To respond to these issues, the project – supported by the European Union and the German international cooperation agency (GIZ) – is supporting approximately twenty local associations working in favour of LGBTI people and sex workers. It aims to enable the latter to gain greater knowledge and become more aware of their rights and of the principle of non-discrimination pertaining to these*: the right to healthcare, the right to work, the right to set up associations, the right to housing, the right to not be subjected to violent acts, etc. Discussion groups will be organised regularly to enable these communities to talk to their peers about these subjects in complete confidence. A series of training courses and continuous coaching will also be organised.
A platform shared by all these civil society organisations (CSOs) will be set up to speak with one voice and to be heard. CSOs will be able to use this to highlight initiatives aimed at promoting non-discrimination and a tolerant society, and to document cases of discrimination based on sexual orientation and gender identity, in order to organise citizens’ watch. These cases of discrimination will be analysed, which will enable CSOs to compile two reports.
These reports will provide a basis for discussion to contribute to existing human rights CSO initiatives, and will make it possible to participate in national consultation processes that will review achievements in terms of human rights in Rwanda between now and 2020. They will also lay the groundwork for revision of the national strategy to combat HIV/AIDS.

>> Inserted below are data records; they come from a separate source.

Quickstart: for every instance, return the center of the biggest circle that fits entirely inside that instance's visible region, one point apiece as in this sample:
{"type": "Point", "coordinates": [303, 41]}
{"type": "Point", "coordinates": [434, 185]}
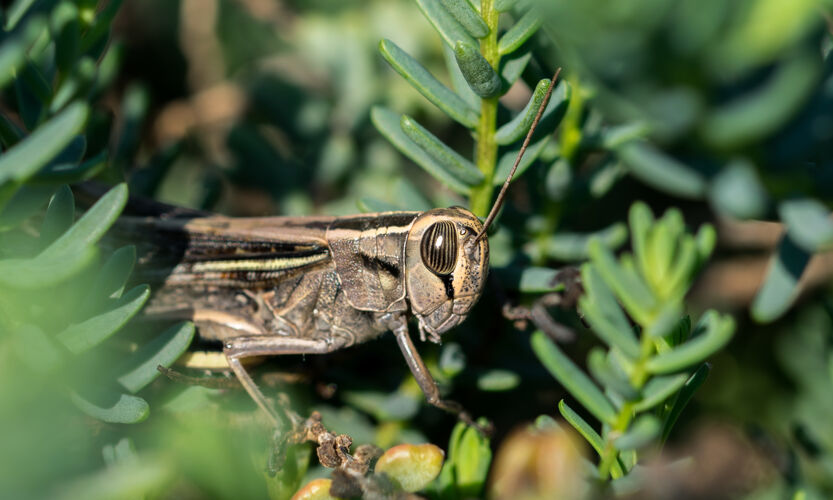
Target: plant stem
{"type": "Point", "coordinates": [486, 153]}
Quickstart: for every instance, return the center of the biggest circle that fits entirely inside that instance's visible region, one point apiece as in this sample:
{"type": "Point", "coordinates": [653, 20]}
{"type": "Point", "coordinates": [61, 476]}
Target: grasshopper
{"type": "Point", "coordinates": [267, 286]}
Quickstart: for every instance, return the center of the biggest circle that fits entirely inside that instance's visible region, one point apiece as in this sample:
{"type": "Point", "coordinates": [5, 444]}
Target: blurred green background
{"type": "Point", "coordinates": [263, 107]}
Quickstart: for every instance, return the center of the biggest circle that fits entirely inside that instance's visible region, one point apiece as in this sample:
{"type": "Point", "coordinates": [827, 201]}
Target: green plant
{"type": "Point", "coordinates": [646, 371]}
{"type": "Point", "coordinates": [482, 66]}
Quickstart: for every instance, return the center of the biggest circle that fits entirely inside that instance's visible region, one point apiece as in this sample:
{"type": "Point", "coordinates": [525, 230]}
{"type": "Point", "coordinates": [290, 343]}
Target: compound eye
{"type": "Point", "coordinates": [439, 247]}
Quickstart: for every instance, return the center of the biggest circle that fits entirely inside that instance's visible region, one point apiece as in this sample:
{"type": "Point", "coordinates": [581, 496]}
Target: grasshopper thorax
{"type": "Point", "coordinates": [445, 268]}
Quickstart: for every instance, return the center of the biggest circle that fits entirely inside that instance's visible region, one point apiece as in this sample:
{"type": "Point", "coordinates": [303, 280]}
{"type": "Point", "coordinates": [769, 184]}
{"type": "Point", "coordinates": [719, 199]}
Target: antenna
{"type": "Point", "coordinates": [502, 194]}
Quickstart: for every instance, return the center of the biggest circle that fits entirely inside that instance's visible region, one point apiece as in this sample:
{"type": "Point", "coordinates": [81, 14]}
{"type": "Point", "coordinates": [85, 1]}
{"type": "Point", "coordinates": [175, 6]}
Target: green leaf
{"type": "Point", "coordinates": [472, 457]}
{"type": "Point", "coordinates": [737, 191]}
{"type": "Point", "coordinates": [60, 214]}
{"type": "Point", "coordinates": [760, 112]}
{"type": "Point", "coordinates": [581, 426]}
{"type": "Point", "coordinates": [507, 159]}
{"type": "Point", "coordinates": [477, 71]}
{"type": "Point", "coordinates": [780, 286]}
{"type": "Point", "coordinates": [458, 81]}
{"type": "Point", "coordinates": [512, 65]}
{"type": "Point", "coordinates": [572, 378]}
{"type": "Point", "coordinates": [658, 389]}
{"type": "Point", "coordinates": [111, 280]}
{"type": "Point", "coordinates": [66, 31]}
{"type": "Point", "coordinates": [118, 409]}
{"type": "Point", "coordinates": [683, 397]}
{"type": "Point", "coordinates": [140, 368]}
{"type": "Point", "coordinates": [13, 49]}
{"type": "Point", "coordinates": [91, 227]}
{"type": "Point", "coordinates": [517, 128]}
{"type": "Point", "coordinates": [597, 364]}
{"type": "Point", "coordinates": [524, 28]}
{"type": "Point", "coordinates": [35, 151]}
{"type": "Point", "coordinates": [808, 223]}
{"type": "Point", "coordinates": [70, 173]}
{"type": "Point", "coordinates": [468, 18]}
{"type": "Point", "coordinates": [568, 246]}
{"type": "Point", "coordinates": [445, 158]}
{"type": "Point", "coordinates": [641, 433]}
{"type": "Point", "coordinates": [629, 287]}
{"type": "Point", "coordinates": [718, 332]}
{"type": "Point", "coordinates": [388, 124]}
{"type": "Point", "coordinates": [424, 82]}
{"type": "Point", "coordinates": [604, 314]}
{"type": "Point", "coordinates": [504, 5]}
{"type": "Point", "coordinates": [83, 336]}
{"type": "Point", "coordinates": [498, 381]}
{"type": "Point", "coordinates": [654, 168]}
{"type": "Point", "coordinates": [441, 19]}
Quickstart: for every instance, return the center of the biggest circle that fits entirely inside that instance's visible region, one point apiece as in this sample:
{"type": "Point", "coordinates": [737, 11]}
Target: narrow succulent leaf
{"type": "Point", "coordinates": [504, 5]}
{"type": "Point", "coordinates": [441, 19]}
{"type": "Point", "coordinates": [658, 389]}
{"type": "Point", "coordinates": [760, 112]}
{"type": "Point", "coordinates": [35, 151]}
{"type": "Point", "coordinates": [140, 368]}
{"type": "Point", "coordinates": [642, 432]}
{"type": "Point", "coordinates": [477, 71]}
{"type": "Point", "coordinates": [598, 366]}
{"type": "Point", "coordinates": [14, 48]}
{"type": "Point", "coordinates": [520, 32]}
{"type": "Point", "coordinates": [468, 18]}
{"type": "Point", "coordinates": [25, 202]}
{"type": "Point", "coordinates": [119, 409]}
{"type": "Point", "coordinates": [568, 246]}
{"type": "Point", "coordinates": [512, 65]}
{"type": "Point", "coordinates": [388, 124]}
{"type": "Point", "coordinates": [445, 157]}
{"type": "Point", "coordinates": [717, 334]}
{"type": "Point", "coordinates": [10, 133]}
{"type": "Point", "coordinates": [654, 168]}
{"type": "Point", "coordinates": [604, 314]}
{"type": "Point", "coordinates": [683, 268]}
{"type": "Point", "coordinates": [641, 221]}
{"type": "Point", "coordinates": [91, 227]}
{"type": "Point", "coordinates": [665, 321]}
{"type": "Point", "coordinates": [66, 30]}
{"type": "Point", "coordinates": [60, 214]}
{"type": "Point", "coordinates": [68, 173]}
{"type": "Point", "coordinates": [626, 284]}
{"type": "Point", "coordinates": [507, 159]}
{"type": "Point", "coordinates": [737, 191]}
{"type": "Point", "coordinates": [517, 128]}
{"type": "Point", "coordinates": [572, 378]}
{"type": "Point", "coordinates": [808, 223]}
{"type": "Point", "coordinates": [458, 81]}
{"type": "Point", "coordinates": [113, 276]}
{"type": "Point", "coordinates": [683, 397]}
{"type": "Point", "coordinates": [425, 83]}
{"type": "Point", "coordinates": [81, 337]}
{"type": "Point", "coordinates": [580, 425]}
{"type": "Point", "coordinates": [780, 285]}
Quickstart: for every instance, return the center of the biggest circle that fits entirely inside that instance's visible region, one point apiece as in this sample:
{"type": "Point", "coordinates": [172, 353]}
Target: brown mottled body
{"type": "Point", "coordinates": [307, 285]}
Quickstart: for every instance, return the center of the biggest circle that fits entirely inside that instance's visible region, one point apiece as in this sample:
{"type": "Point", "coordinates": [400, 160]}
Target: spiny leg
{"type": "Point", "coordinates": [244, 347]}
{"type": "Point", "coordinates": [424, 379]}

The Baho project is part of a development approach to rights and an evidence-based advocacy strategy, with a view to greater respect, protection and accomplishment of human rights for all and for stronger civil society.
This article was produced with financial support from the European Union. Its content falls under the sole responsibility of GRET and does not necessarily reflect the opinions of the European Union.
* Rwanda ratified the two United Nations Covenants on Civil and Political rights and on Economic, Social and cultural rights. It also ratified the African Charter on Human and Peoples’ rights.